寒月泠不置可否,身子一動便要掙開夏侯星。
「未來的岳父大人,您千萬別生氣,我絕對不會也不敢帶月私奔的!」夏侯星連忙保證,一邊急忙將寒月泠緊緊摟在懷中不放。愛說笑!若是讓月隨他走了,只怕他就沒娘子可娶了。
夏侯夫人似笑非笑地瞅著兒子:「那你是同意婚禮之事都由我們決定了?」
小心翼翼地建議一句:「能不能別弄得天下皆知?」他只是想平平靜靜地把月娶回來而已啊!要是驚動了那群損友們前來,他盼了許久的洞房花燭夜肯定會毀了。
寒月泠將臉轉入夏侯星懷中,頭一回見到星如此狼狽的神情哪!
「你說呢?」眾人望著他。
同為名列天下三大家中的夏侯府和黃金門聯姻之事要想不舉世皆知,只怕是難矣!夏侯星自是知道這個道理,苦著一張俊臉,不敢再出言反對。
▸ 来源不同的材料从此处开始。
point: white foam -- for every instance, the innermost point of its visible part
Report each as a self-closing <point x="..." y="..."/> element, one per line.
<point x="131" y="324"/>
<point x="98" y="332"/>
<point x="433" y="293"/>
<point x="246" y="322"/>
懷中嬌軀不住地輕顫,夏侯星表情無奈,低頭望著他的親親娘子,開口質疑:「月,妳在偷笑嗎?」
沒良心的月呵!瞧著他受窘非但不幫他解圍,居然還偷笑?
寒月泠螓首埋在夏侯星懷裡,清脆的銀鈴聲再壓抑不住。
夏侯星柔柔地望著她。他的月,終於開懷歡笑了。
尾聲
走下最後一步,夏侯星開心地笑了:「將軍,我贏了!」
寒月泠注視著棋盤,果然棋差一著,輸了呢!忍不住唇瓣微揚。原來哪,非不能也,實不為也罷了。
「月--」攤開了雙手,夏侯星得意地笑著:「我贏了哦!」
美眸似笑非笑地瞅著他,誰知對星得這樣才有效,白白浪費了她許多時間,寒月泠蓮步款款,投入了夫婿懷中。
「月,這可是妳頭一回主動投懷送抱耶!」將愛妻緊摟入懷,夏侯星笑得燦爛奪目,指著自己的唇:「哪!還有。」
寒月泠不由地柔笑出聲,成婚經年,他倒是愈纏得緊,想來自己是無須擔心夫君會見異思遷了。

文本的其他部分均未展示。